Murj, a new company backed by $4.5 million in new venture financing, is looking to make data collection from implantable heart monitoring and management devices easier and more manageable.
The company was founded by a former Medtronic sales rep who’d previously worked as a product manager on Apple’s iPads. After a few years in sales, Murj founder Todd Butka began thinking about ways to make the data collected by cardiac technologies more easily available to physicians and diagnosticians.
Now the company is coming to market with backing from True Ventures and Social Capital.
Unlike existing technologies that deliver data in static .pdf documents, Murj collects the data and stores it in its own off-premise data warehouses. Using dashboards and other visualization tools doctors can get a better read on what’s going on with their patients’ heart health, Butka claims.

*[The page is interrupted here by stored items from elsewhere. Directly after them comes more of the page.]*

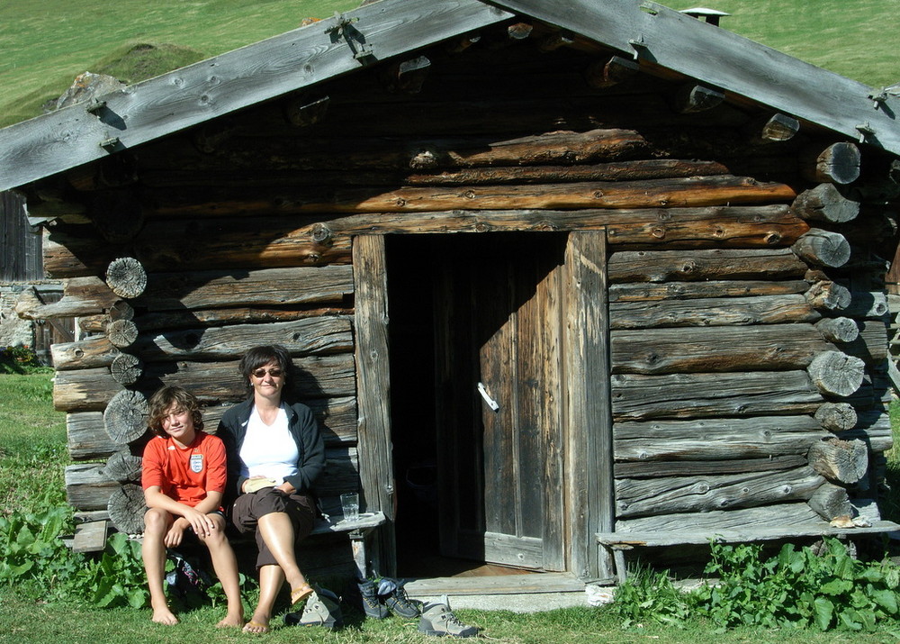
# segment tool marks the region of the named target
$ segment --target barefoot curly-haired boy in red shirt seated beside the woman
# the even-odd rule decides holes
[[[166,603],[163,577],[166,548],[177,547],[188,531],[210,550],[228,612],[219,627],[240,628],[238,562],[225,537],[220,503],[225,491],[225,447],[221,439],[204,433],[200,404],[181,387],[166,386],[150,398],[148,426],[156,436],[144,449],[141,485],[149,508],[144,514],[141,550],[153,621],[178,623]]]

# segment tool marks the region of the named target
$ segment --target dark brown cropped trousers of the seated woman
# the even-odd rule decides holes
[[[307,494],[284,494],[275,487],[264,487],[257,492],[241,494],[234,502],[231,521],[241,534],[253,533],[257,540],[257,568],[276,565],[275,557],[257,531],[259,517],[271,512],[284,512],[293,525],[294,547],[306,539],[315,522],[315,503]]]

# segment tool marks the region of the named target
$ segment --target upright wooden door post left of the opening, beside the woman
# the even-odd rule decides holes
[[[356,293],[356,396],[359,404],[359,477],[367,512],[381,511],[382,575],[397,565],[391,449],[391,376],[388,347],[387,267],[382,235],[353,240]]]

“The information comes from the devices to the implantable devices’ servers… We ping the servers,” Butka explained.
The Murj launch wraps up three years of work developing the technology, which was founded in 2014 and raised its first money in 2015.

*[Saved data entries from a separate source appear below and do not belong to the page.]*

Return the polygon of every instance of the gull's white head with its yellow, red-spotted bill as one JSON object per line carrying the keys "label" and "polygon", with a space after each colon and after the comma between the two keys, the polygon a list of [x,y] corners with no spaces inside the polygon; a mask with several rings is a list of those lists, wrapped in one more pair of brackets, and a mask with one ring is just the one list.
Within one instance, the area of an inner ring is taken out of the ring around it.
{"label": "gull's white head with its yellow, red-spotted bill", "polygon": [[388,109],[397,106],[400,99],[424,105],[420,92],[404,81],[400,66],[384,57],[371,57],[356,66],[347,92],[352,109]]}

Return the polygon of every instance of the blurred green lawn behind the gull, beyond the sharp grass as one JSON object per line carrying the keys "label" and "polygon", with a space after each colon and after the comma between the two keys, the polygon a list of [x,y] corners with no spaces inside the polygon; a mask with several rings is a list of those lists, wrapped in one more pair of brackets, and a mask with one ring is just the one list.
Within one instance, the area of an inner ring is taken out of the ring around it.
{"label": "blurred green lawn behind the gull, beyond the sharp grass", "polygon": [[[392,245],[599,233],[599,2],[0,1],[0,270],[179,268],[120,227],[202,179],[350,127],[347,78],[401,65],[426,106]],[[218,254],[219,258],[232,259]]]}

The company, based in Santa Cruz, brought on Chris Irving as its lead designer and Patrick Beaulieu, an 18 year veteran of the medical device business, as its chief technical officer.
I think of the company as sort of an Apple Healthkit for implantable devices. If it can expand its scope beyond pacemakers and heart monitors to a broader range of implantables, it could be a pretty big business.
As the population ages, and technologies improve, demand for more persistent diagnostic tools will grow.
In a sense this is part of a number of companies that are trying to provide better tools to manage the data coming off of the sensors that we’ve got all around us.